即便自己对首尊夏圣哲很尊敬,但并不影响讨厌他的儿子。
不过,何方也并不是就真的完全不介意,虽然对夏河并不如对南宫一师那般仇恨,但他们之间的关系,注定不可能再回到从前的状态。
六年前,当那些杀手在三门山向何方举起屠刀时,便斩断了他们所有的情谊。
当然,这一切,夏河也同样看的明明白白。
否则,当陆书言在不断的嘲讽自己时,以龙钦阳当年的心性,是绝不会只是坐在一旁,坐视不理的。
又喝了一杯苦茶,何方淡淡说道:“既然空云大师是兄长的人,那也就是说,夏河兄长早就知道,曹家的《六丁九阳经》遗落在瀛国这件事了?”
“没错。”夏河点了点头:“十三年前,我代表龙国去瀛国访问的时候,意外得到了《六丁九阳经》在瀛国望月家的消息。但为了不打草惊蛇,所以我并没有把这件事告诉曹家,而是找到空云大师,让他秘密前去瀛国,将此事探查清楚后,把《六丁九阳经》从望月家讨回来。”
“只不过望月家将这本秘籍藏得极深,空云大师用了好几年的时间暗中探查,才终于在望月桥修炼的时候,找到机会,将它抢了回来。”
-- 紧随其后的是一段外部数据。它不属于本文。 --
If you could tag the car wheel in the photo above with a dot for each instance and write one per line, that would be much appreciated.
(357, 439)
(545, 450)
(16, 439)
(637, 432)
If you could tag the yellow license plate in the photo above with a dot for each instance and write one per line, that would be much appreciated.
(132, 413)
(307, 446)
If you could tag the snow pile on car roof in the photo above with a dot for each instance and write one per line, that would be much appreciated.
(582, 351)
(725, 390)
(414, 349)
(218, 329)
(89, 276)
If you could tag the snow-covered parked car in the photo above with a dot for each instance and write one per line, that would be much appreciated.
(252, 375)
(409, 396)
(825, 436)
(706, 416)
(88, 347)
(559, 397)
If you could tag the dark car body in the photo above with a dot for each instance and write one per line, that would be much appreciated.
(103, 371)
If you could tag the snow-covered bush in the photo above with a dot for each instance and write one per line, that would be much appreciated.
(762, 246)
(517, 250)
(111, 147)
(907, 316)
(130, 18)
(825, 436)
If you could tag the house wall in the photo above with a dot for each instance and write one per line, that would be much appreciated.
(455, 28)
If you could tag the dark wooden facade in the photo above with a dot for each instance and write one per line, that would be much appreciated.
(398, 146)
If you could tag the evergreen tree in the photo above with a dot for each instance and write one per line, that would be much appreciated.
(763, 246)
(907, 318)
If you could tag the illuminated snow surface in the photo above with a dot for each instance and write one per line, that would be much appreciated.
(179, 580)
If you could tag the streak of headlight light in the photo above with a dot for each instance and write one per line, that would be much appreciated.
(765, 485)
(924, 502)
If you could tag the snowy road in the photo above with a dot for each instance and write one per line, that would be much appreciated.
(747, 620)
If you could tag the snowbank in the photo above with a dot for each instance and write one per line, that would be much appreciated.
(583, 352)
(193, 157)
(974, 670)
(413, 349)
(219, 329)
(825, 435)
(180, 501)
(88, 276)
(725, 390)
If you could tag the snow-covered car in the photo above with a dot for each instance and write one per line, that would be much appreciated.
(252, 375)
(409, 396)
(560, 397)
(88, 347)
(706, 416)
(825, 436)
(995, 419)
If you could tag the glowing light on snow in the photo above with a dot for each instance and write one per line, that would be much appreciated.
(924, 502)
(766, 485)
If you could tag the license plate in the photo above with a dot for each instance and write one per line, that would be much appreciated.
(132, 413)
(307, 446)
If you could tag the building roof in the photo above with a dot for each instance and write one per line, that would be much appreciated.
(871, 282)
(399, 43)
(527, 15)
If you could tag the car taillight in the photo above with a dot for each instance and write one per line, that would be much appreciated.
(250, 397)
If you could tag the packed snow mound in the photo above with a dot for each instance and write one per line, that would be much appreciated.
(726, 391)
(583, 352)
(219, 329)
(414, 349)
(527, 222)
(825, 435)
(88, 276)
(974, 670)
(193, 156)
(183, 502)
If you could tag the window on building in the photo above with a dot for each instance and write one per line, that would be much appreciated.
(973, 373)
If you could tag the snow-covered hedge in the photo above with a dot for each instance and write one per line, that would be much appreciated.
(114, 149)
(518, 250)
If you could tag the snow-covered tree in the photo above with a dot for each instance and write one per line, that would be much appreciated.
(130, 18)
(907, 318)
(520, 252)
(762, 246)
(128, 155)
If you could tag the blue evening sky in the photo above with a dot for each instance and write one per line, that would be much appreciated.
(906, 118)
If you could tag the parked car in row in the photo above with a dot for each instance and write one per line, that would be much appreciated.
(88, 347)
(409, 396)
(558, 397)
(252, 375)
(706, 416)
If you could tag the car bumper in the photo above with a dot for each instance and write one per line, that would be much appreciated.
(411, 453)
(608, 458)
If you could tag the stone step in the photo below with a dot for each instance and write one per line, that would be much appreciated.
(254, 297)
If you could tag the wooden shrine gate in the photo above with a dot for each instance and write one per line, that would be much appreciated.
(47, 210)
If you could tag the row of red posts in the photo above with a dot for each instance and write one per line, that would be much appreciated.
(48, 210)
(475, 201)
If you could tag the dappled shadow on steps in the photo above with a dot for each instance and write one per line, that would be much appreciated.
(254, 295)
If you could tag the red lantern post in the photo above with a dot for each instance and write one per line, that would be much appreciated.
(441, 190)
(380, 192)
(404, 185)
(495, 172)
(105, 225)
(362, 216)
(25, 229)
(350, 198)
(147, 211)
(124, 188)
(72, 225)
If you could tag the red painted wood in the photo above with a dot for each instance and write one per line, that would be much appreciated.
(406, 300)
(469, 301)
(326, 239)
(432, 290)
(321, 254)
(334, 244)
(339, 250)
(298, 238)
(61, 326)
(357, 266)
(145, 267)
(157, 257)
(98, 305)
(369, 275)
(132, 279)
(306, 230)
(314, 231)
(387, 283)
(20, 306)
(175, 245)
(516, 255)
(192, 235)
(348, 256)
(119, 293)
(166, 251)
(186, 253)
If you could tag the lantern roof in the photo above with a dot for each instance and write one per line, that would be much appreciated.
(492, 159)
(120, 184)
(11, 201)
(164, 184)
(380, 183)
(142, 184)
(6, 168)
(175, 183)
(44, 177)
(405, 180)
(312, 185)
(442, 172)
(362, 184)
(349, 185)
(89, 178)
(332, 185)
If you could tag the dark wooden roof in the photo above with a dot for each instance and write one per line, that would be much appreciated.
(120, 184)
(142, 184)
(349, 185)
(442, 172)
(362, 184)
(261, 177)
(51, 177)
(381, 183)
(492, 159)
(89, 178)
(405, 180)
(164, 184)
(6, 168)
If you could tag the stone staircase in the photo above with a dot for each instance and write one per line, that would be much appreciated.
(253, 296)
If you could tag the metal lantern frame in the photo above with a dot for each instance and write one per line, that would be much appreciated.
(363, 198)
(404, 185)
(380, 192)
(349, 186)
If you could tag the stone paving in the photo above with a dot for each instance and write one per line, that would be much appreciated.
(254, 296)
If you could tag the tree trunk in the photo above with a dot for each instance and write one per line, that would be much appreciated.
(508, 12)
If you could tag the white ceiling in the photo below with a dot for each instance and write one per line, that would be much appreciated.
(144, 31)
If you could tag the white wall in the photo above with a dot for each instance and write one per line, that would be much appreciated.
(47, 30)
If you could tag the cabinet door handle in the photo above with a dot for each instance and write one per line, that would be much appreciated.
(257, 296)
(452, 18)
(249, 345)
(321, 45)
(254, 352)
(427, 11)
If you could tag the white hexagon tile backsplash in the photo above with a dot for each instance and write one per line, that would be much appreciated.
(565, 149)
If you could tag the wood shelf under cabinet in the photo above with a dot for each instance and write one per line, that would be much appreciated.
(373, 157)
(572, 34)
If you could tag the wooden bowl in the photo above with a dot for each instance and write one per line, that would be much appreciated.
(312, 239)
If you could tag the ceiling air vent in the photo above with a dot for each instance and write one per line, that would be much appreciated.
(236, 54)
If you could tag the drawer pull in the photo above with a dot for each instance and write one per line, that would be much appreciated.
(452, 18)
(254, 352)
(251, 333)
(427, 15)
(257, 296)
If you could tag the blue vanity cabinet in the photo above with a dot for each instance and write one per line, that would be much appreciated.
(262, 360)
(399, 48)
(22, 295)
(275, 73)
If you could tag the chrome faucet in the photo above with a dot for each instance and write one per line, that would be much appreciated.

“而那时,恰逢南宫一师对你动了杀心。我便一边帮助南宫一师筹备三门山伏击的计划,一边暗中将空云大师召了回来,藏在伏击地点不远处,以便在关键时刻,帮你一把。”
“但没想到,最后突然冲出了陆云风夫妇的车,将追杀你的人撞下了山崖,救了你一命。所以空云大师便再也没有出现。”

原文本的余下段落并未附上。